Azoles are widely used antifungals for both superficial and systemic mycoses. Antifungal properties of azoles were first described in the 1940s, but it was not until the late 1960s that azole-based antifungals became commercially available (i.e., Clotrimazole). However, these drugs proved too toxic for systemic treatment. Miconazole was the first azole approved for intravenous administration in 1978. In 1981, the imidazole derivate ketoconazole was introduced as an oral drug for systemic fungal infections. All azole drugs on the market had been imidazole derivates until 1990, when fluconazole became the first triazole antifungal to approved by the FDA. Fluconazole showed an improved spectrum of activity and less adverse effects compared to imidazoles like ketoconazole. A further advancement was the introduction of second-generation azoles like voriconazole in 2002. All Azoles are five-membered heterocyclic rings containing one or more nitrogen atom and other non-carbon atoms.
Azoles interfere with the biosynthesis of ergosterol, the primary constituent of fungal cell membranes. They inhibit the enzyme cytochrome P450 14α-demethylase, which catalysed the demethylation of lanosterol. This enzyme is found in both fungal and mammalian cells and catalyses lanosterol to ergosterol and cholesterol, respectively. However, fungal cytochrome P450 14α-demethylase is up to a thousand times more sensitive to azole drugs. Enzyme inhibition in the fungal cell leads to a loss of ergosterol, an accumulation of ergosterol precursors and subsequently, altered fungal cell membrane permeability. Azoles are fungistatic drugs. Resistances to azoles are on the rise, especially in Candida species. Known mechanisms of resistance include fungal drug efflux pumps and mutations to the demethylase binding site.

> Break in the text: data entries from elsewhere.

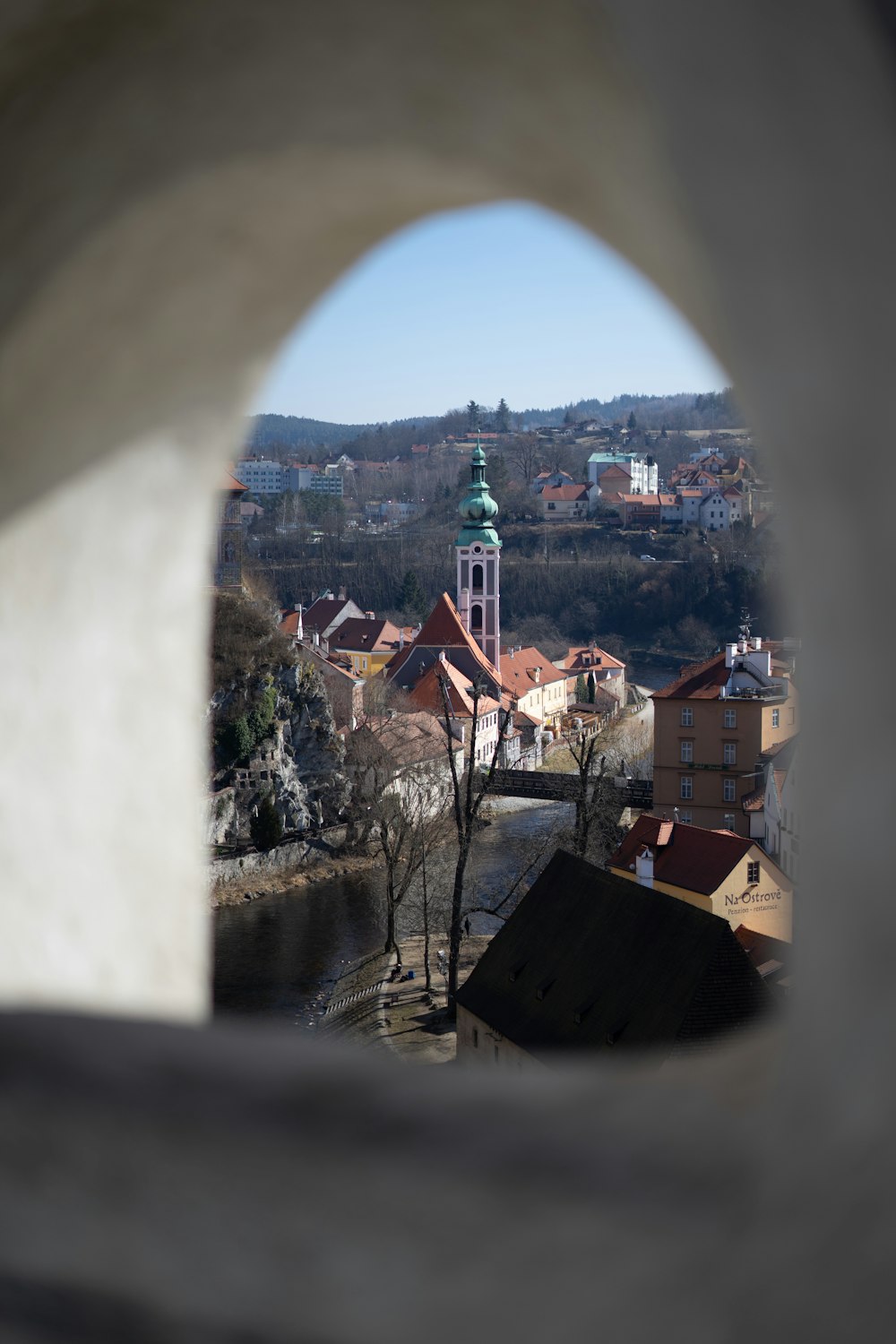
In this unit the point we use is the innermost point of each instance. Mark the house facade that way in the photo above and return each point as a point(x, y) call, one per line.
point(711, 728)
point(720, 873)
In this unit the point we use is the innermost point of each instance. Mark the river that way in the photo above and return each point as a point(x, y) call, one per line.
point(279, 957)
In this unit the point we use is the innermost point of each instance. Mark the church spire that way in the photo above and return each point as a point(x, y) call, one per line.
point(478, 553)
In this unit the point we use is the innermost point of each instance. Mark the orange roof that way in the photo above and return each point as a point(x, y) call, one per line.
point(567, 494)
point(517, 671)
point(575, 659)
point(360, 634)
point(683, 855)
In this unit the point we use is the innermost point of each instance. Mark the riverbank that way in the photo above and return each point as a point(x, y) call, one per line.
point(401, 1016)
point(300, 870)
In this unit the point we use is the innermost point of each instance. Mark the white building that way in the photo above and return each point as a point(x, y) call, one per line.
point(261, 476)
point(645, 473)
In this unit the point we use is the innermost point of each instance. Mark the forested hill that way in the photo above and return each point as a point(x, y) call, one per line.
point(282, 435)
point(676, 411)
point(269, 433)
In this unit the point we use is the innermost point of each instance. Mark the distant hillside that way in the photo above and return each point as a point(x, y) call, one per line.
point(273, 433)
point(280, 435)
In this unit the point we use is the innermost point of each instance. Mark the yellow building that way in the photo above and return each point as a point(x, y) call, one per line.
point(718, 871)
point(368, 642)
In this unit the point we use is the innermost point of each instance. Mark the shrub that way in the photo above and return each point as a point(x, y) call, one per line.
point(265, 827)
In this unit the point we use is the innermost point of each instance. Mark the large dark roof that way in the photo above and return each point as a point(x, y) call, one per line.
point(683, 855)
point(591, 960)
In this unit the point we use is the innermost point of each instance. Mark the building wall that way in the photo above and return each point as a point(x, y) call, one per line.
point(478, 1046)
point(708, 769)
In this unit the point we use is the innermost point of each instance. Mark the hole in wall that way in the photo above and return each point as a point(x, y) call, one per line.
point(498, 357)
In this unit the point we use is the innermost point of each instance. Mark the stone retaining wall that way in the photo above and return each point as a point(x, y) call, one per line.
point(297, 854)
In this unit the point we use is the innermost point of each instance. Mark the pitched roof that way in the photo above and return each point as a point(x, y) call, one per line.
point(565, 494)
point(589, 659)
point(363, 634)
point(323, 612)
point(689, 857)
point(592, 961)
point(517, 669)
point(427, 693)
point(444, 629)
point(699, 680)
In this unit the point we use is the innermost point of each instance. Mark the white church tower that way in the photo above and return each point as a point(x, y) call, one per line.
point(478, 553)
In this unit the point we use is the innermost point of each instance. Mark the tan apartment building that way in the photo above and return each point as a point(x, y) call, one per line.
point(711, 728)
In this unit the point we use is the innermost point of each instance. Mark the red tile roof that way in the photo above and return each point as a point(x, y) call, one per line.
point(691, 857)
point(365, 636)
point(444, 629)
point(575, 659)
point(565, 494)
point(517, 671)
point(427, 693)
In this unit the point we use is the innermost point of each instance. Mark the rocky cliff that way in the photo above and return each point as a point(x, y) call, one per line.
point(296, 758)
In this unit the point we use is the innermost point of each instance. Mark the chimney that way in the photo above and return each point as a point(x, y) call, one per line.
point(643, 867)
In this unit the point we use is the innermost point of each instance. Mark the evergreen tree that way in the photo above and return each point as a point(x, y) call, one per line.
point(411, 599)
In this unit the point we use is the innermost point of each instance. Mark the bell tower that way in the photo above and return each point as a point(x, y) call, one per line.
point(478, 553)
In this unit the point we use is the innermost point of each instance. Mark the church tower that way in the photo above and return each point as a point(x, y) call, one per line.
point(478, 553)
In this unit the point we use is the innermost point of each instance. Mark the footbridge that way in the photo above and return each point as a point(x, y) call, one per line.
point(554, 787)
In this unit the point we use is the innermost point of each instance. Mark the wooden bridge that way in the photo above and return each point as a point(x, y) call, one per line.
point(564, 788)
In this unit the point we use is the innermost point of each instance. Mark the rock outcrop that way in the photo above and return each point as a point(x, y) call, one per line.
point(298, 762)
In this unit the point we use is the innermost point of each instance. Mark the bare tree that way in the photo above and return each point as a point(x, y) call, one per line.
point(468, 795)
point(525, 453)
point(402, 804)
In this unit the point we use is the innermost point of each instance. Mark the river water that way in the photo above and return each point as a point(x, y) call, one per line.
point(279, 957)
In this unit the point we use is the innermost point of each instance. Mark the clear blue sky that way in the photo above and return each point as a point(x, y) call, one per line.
point(505, 300)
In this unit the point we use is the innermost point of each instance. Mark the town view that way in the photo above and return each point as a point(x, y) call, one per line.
point(504, 731)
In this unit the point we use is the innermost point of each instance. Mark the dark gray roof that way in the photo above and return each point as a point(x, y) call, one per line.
point(592, 960)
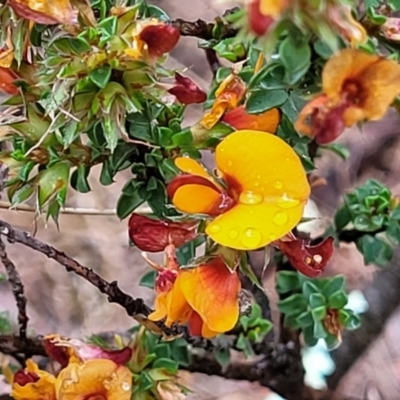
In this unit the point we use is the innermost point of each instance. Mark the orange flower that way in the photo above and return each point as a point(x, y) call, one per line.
point(357, 86)
point(33, 384)
point(263, 13)
point(206, 297)
point(266, 190)
point(240, 119)
point(44, 11)
point(227, 97)
point(94, 379)
point(151, 37)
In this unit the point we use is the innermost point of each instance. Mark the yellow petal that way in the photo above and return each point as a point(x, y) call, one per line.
point(196, 199)
point(212, 290)
point(345, 65)
point(272, 188)
point(191, 166)
point(102, 378)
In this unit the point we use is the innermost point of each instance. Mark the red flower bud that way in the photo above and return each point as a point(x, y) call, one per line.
point(23, 377)
point(186, 91)
point(7, 77)
point(160, 39)
point(155, 235)
point(307, 259)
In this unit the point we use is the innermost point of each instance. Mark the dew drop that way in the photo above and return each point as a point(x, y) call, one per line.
point(251, 238)
point(278, 185)
point(272, 237)
point(233, 234)
point(250, 198)
point(280, 218)
point(287, 202)
point(215, 228)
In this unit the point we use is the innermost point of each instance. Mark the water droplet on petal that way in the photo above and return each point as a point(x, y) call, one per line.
point(250, 198)
point(215, 228)
point(278, 185)
point(280, 218)
point(287, 202)
point(233, 234)
point(251, 238)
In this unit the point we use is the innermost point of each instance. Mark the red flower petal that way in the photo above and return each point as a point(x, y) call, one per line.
point(258, 22)
point(155, 235)
point(186, 91)
point(160, 39)
point(307, 259)
point(23, 377)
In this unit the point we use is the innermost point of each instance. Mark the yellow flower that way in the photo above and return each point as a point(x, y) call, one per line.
point(266, 190)
point(227, 97)
point(205, 297)
point(357, 86)
point(33, 384)
point(96, 379)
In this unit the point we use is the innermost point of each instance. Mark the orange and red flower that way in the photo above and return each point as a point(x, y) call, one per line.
point(186, 91)
point(356, 86)
point(239, 119)
point(263, 195)
point(155, 235)
point(308, 259)
point(205, 297)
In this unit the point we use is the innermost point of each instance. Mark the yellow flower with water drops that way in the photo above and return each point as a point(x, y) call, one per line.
point(262, 196)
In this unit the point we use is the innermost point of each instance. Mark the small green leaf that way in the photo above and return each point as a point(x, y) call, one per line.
point(148, 279)
point(287, 281)
point(319, 331)
point(127, 204)
point(338, 300)
point(263, 100)
point(375, 250)
point(318, 313)
point(317, 300)
point(101, 76)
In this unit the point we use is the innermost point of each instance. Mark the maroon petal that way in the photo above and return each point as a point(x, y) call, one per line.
point(23, 377)
point(186, 91)
point(307, 259)
point(160, 39)
point(155, 235)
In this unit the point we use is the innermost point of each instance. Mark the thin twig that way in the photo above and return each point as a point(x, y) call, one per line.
point(17, 288)
point(73, 210)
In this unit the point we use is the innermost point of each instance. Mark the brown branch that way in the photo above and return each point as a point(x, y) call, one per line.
point(17, 288)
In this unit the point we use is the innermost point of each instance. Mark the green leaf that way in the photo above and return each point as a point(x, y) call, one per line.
point(294, 304)
point(393, 232)
point(338, 300)
point(319, 331)
point(295, 58)
point(317, 300)
point(318, 313)
point(342, 218)
point(148, 279)
point(263, 100)
point(287, 281)
point(79, 179)
point(168, 364)
point(52, 181)
point(100, 76)
point(127, 204)
point(375, 250)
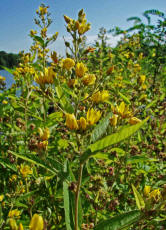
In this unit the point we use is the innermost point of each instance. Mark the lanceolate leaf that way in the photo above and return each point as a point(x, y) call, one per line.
point(111, 140)
point(67, 202)
point(44, 164)
point(138, 198)
point(100, 129)
point(63, 100)
point(119, 222)
point(116, 138)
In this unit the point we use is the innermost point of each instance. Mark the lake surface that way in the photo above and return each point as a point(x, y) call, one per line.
point(9, 77)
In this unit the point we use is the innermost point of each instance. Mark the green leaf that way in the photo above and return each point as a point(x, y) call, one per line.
point(53, 166)
point(139, 200)
point(67, 203)
point(116, 137)
point(119, 222)
point(63, 100)
point(100, 129)
point(139, 159)
point(111, 140)
point(124, 98)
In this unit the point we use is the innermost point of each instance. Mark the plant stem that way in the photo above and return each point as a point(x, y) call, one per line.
point(77, 195)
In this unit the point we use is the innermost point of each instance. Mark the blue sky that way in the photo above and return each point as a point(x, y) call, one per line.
point(16, 18)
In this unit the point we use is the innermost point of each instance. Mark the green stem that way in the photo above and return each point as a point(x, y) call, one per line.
point(77, 195)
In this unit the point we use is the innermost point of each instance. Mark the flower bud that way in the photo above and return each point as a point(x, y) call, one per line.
point(36, 223)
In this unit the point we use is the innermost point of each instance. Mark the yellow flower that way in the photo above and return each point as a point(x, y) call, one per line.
point(2, 78)
point(83, 28)
point(44, 134)
point(71, 121)
point(93, 116)
point(137, 67)
point(96, 97)
point(13, 178)
point(89, 79)
point(43, 10)
point(13, 224)
point(100, 96)
point(142, 79)
point(123, 110)
point(82, 123)
point(68, 63)
point(54, 57)
point(1, 197)
point(134, 121)
point(43, 32)
point(25, 170)
point(81, 69)
point(14, 213)
point(67, 19)
point(147, 189)
point(113, 120)
point(144, 87)
point(72, 82)
point(104, 95)
point(20, 227)
point(33, 32)
point(36, 223)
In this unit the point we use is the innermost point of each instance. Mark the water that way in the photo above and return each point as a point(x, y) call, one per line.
point(9, 78)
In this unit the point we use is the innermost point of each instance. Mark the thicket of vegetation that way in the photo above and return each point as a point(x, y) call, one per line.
point(84, 147)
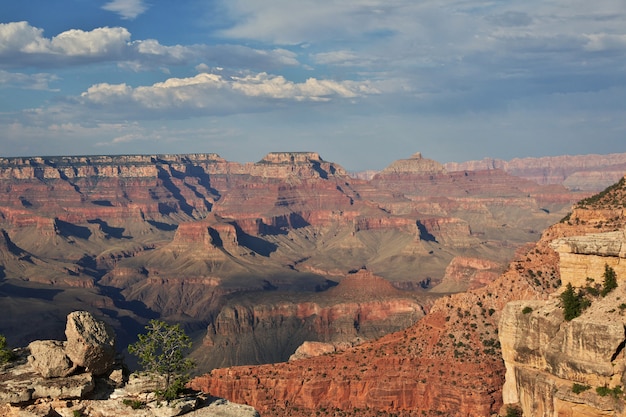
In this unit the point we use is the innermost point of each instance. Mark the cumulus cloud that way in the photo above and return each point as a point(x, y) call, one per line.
point(23, 45)
point(127, 9)
point(602, 42)
point(214, 92)
point(40, 81)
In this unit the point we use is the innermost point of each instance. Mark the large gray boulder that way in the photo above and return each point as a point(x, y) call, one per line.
point(48, 359)
point(90, 342)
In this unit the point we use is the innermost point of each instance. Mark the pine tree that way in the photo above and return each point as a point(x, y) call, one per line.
point(161, 352)
point(610, 280)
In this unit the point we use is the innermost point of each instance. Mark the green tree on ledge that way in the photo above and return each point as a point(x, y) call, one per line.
point(610, 280)
point(161, 352)
point(5, 353)
point(573, 303)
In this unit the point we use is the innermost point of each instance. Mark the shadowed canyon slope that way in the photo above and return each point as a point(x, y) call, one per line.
point(450, 362)
point(252, 251)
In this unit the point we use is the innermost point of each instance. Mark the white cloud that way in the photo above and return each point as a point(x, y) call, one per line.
point(214, 92)
point(23, 45)
point(20, 41)
point(38, 81)
point(602, 42)
point(127, 9)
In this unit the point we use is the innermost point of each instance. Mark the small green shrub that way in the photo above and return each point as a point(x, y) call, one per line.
point(578, 388)
point(6, 355)
point(134, 404)
point(512, 411)
point(610, 280)
point(573, 303)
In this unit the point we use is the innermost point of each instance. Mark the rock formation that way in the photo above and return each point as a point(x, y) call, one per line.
point(577, 367)
point(42, 381)
point(195, 238)
point(439, 365)
point(90, 343)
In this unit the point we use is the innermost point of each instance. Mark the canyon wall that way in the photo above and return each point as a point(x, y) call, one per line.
point(574, 367)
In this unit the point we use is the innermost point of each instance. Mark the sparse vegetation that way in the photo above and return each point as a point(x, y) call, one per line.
point(161, 352)
point(610, 196)
point(610, 280)
point(578, 388)
point(573, 303)
point(6, 355)
point(134, 404)
point(512, 411)
point(615, 392)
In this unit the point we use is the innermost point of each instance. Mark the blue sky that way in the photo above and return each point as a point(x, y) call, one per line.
point(361, 82)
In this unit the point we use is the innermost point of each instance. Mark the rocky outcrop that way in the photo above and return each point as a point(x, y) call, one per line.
point(554, 366)
point(90, 342)
point(464, 273)
point(41, 381)
point(362, 307)
point(416, 164)
point(48, 358)
point(577, 367)
point(584, 257)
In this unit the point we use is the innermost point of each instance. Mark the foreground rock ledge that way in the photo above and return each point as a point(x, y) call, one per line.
point(44, 382)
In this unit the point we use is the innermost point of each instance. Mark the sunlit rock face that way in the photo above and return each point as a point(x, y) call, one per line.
point(559, 367)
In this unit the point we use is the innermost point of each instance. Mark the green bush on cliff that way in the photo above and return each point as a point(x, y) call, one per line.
point(6, 355)
point(573, 303)
point(610, 280)
point(578, 388)
point(161, 352)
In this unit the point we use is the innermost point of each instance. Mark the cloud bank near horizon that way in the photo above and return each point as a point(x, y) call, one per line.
point(455, 79)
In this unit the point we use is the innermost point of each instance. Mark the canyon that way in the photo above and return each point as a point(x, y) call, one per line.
point(259, 259)
point(478, 353)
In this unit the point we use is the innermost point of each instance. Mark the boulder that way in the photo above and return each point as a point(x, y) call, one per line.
point(48, 358)
point(90, 342)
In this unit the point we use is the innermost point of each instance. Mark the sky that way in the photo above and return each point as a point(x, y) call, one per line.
point(363, 83)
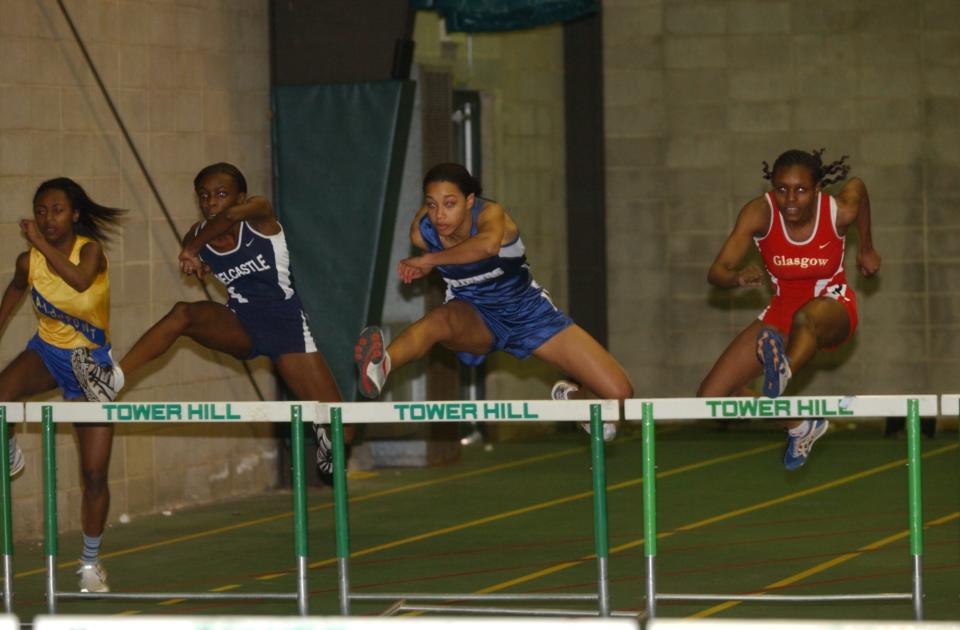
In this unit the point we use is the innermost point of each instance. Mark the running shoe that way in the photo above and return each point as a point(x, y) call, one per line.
point(100, 383)
point(324, 451)
point(776, 365)
point(561, 390)
point(16, 457)
point(372, 360)
point(93, 577)
point(799, 446)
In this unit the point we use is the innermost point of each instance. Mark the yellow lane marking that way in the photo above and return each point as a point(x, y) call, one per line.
point(538, 506)
point(323, 506)
point(218, 589)
point(225, 587)
point(823, 566)
point(715, 519)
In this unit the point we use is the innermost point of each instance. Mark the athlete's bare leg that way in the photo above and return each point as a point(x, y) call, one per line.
point(25, 376)
point(736, 368)
point(455, 325)
point(96, 441)
point(208, 323)
point(574, 352)
point(820, 323)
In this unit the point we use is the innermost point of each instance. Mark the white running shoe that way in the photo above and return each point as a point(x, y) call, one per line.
point(561, 390)
point(16, 458)
point(799, 446)
point(100, 383)
point(93, 577)
point(372, 360)
point(324, 451)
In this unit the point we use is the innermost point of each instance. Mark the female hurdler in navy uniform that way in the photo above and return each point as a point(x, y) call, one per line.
point(493, 302)
point(241, 242)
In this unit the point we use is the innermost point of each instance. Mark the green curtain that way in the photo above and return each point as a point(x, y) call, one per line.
point(479, 16)
point(338, 165)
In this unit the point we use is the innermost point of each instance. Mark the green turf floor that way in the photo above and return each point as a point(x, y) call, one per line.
point(518, 518)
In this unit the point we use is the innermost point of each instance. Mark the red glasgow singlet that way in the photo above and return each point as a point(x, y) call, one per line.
point(801, 271)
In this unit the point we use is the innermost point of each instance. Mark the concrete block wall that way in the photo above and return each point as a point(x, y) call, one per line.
point(191, 81)
point(520, 76)
point(699, 93)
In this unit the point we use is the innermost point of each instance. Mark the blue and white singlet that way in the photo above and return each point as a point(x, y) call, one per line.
point(261, 291)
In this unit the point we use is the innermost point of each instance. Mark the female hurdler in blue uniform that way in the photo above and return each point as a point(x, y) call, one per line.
point(493, 302)
point(241, 242)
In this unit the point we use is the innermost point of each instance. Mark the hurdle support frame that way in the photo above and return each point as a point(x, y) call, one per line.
point(9, 412)
point(649, 411)
point(596, 411)
point(294, 412)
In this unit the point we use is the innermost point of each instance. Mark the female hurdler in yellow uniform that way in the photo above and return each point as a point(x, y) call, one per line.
point(65, 272)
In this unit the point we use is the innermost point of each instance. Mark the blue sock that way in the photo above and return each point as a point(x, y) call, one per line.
point(91, 548)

Note that the use of imidazoles for systemic fungal infections is obsolete as safer and more effective drugs are available. Imidazoles are nowadays exclusively used to treat superficial fungal infections.
Fluconazole has a narrower spectrum than other azoles. Itraconazole is active against a wider range of fungi including aspergillus species.
Second-generation triazoles are superior in the treatment of aspergillosis. Posaconazole and isavuconazole are extended-spectrum antifungals with activity against Mucoraceae (family) and Mucorales (order) and may be used to treat mucormycosis.
Imidazoles are not used for systemic treatment. First- and second-generation triazoles show excellent bioavailability after oral administration. Fluconazole and isavuconazole sufficiently penetrate the blood-brain barrier. Elimination half-life varies greatly in azole drugs, from as little as 6h in voriconazole to up to 130h in isavuconazole. All azoles are extensively hepatically metabolised, mostly by cytochrome P450 enzymes. Metabolites are eliminated via the urine, and to a lesser degree through faeces.
Triazoles are generally well tolerated. They may interact with drugs that are metabolised through cytochrome P450. Adverse effects of triazoles include gastrointestinal symptoms, headache, and elevated liver enzymes.